Coefficient of Taylor expansion of rational function?

Question

We know that given a rational number of the from $p/q$ if we expand it in the decimal base that is an expansion in power of 10 and we know that coefficient is repeating after finite step. In other words, we can say that we need only finitely many coefficients to describe the rest. Let $F(z)$ be a rational function that is $F(z)=\frac{p(z)}{q(z)}$. I take the Taylor series expansion of $F(z)$ at the point away from the pole (maybe in a local coordinate around the point). Say $$F(z)\mid_z=a \sum t_k (z-a)^k $$ My question is there any finite condition on the coefficient of $t_k$ ? That is we need only finitely many $t_k$'s to determine the rest?
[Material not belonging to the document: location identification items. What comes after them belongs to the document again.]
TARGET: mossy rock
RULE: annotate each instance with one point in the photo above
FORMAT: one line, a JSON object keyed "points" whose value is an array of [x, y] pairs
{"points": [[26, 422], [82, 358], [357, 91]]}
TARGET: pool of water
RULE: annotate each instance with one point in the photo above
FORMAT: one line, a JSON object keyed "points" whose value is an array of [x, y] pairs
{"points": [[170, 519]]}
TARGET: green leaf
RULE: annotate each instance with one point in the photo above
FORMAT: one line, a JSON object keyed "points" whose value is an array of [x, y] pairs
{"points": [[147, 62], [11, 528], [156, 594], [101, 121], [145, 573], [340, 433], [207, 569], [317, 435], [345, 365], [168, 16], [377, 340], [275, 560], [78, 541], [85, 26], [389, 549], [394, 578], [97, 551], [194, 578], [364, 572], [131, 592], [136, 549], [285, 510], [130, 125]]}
If so what will be the proof?

Answer 1

For simplicity of notation, we can consider $a = 0$. Then we have $$\frac {P(z)}{Q(z)} = \sum_{n=0}^\infty c_nz^n$$ or $$P(z) = \sum_{n=0}^\infty c_nz^nQ(z)$$ if $Q(z) = \sum_{n=0}^k b_nz^n$, the coefficient of $z^n$ on the RH side for sufficiently high $n$ will be given by $$\sum_{j=0}^k b_jc_{n-j}$$

When $n$ is greater than the degree of $P$, this will be $0$. So we can solve (assuming $b_0 \ne 0$) to get $$c_n = -\sum_{j-1}^k \frac{b_j}{b_0}c_{n-j}$$

So, yes, rational functions have a recursion formula for their Taylor series coefficients, which holds for $n$ greater than the degrees of both $P$ and $Q$.